1. **Memory pack is frozen per turn**: Observer appends and `recall_memory` tool calls do not alter the frozen pack (see Section 2). The prefix bytes stay identical across all LLM calls in a single turn.
2. **Wire-shaping uses a sticky horizon**: `applyEvictionHorizon` applies the same eviction decision across all calls in a turn so the provider sees the same message tail. The runner creates `createInitialHorizon` once at session start and advances it only when wire bytes would exceed the cap (`turn-runner.ts:1631-1635`).
3. **Memory transform re-injects synthetic wrappers transiently**: The `createObservationalContextTransform` re-injects memory wrappers on each request using the frozen pack, not new DB queries. They do not count toward `TurnState.messages` bytes (`protocol.ts:545-548`).

### Failure modes

- **Calling `refreshMemoryContextPack` from an observer**: Covered in Section 2, but from the cache perspective: any extra rebuild mid-turn breaks the byte-stability of the prefix and guarantees a cache miss for every subsequent call in that turn.
- **Changing the memory rendering template without bumping version**: If the template that produces the frozen prefix changes (whitespace, tag names, ordering), every existing cached prefix becomes stale. New renders produce different bytes and the provider cold-starts every user's session.
- **Not applying the sticky horizon**: If the eviction horizon is recalculated per-call instead of per-turn, the provider sees a different message tail on each call within the same turn — guaranteed cache misses.

### Safe-change rules

- When editing `observational.ts` rendering logic, make a benchmark comparison of cache hit rates before and after.
- Never reset `wireGuardHorizon` between calls within the same turn.
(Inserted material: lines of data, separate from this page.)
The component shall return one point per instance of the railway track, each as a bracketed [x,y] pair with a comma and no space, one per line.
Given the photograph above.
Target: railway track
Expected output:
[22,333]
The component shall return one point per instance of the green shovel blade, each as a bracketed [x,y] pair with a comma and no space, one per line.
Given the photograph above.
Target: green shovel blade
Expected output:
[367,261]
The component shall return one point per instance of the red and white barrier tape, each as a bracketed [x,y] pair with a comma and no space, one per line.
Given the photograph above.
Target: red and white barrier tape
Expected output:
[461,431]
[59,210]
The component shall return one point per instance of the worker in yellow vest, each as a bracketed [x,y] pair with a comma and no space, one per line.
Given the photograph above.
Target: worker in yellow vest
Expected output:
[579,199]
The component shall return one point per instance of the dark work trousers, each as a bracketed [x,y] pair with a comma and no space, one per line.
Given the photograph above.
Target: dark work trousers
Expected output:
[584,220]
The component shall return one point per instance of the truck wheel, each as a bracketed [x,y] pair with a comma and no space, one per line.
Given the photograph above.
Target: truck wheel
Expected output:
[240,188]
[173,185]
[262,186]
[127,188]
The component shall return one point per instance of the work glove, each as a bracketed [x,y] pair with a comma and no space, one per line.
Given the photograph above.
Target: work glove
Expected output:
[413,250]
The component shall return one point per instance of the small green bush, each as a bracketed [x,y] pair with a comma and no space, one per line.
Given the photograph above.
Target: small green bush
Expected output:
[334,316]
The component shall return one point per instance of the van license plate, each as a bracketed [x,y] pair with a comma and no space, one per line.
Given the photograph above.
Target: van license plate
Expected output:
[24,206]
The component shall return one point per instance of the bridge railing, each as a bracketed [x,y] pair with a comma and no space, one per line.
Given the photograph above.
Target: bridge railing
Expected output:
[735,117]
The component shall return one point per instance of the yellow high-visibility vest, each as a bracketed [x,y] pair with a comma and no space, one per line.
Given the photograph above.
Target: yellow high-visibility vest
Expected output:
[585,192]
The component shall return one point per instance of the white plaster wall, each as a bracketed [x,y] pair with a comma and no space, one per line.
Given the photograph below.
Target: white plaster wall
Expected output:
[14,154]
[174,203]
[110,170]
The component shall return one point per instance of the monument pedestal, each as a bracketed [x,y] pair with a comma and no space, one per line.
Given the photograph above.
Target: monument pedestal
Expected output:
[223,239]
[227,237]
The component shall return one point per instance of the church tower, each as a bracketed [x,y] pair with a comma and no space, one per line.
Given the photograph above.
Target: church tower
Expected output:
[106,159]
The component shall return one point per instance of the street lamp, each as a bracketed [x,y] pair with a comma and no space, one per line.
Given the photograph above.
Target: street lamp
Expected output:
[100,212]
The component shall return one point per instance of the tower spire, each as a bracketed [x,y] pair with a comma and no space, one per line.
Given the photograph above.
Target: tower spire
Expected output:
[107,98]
It is `private` on `TurnRunner` and should remain reset only at `start()`.
- The `contextWindowUsage` breakdown in `TurnState` is heuristic and read-only for display; changing its calculation does not affect cache.

Sources: [src/memory/context-pack.ts:8-23](src/memory/context-pack.ts), [src/types/protocol.ts:544-548](src/types/protocol.ts), [src/turn-runner/turn-runner.ts:1631-1648](src/turn-runner/turn-runner.ts)

---

## 4. State-Machine History — Append-Only Guarantee

### What it is

`StateMachineSession.history` is the audit log of every state transition. It is append-only by design: events are pushed as `state_started`, `state_completed`, `state_failed`, `state_interrupted`, and `state_machine_completed`. Nothing ever removes or edits a row.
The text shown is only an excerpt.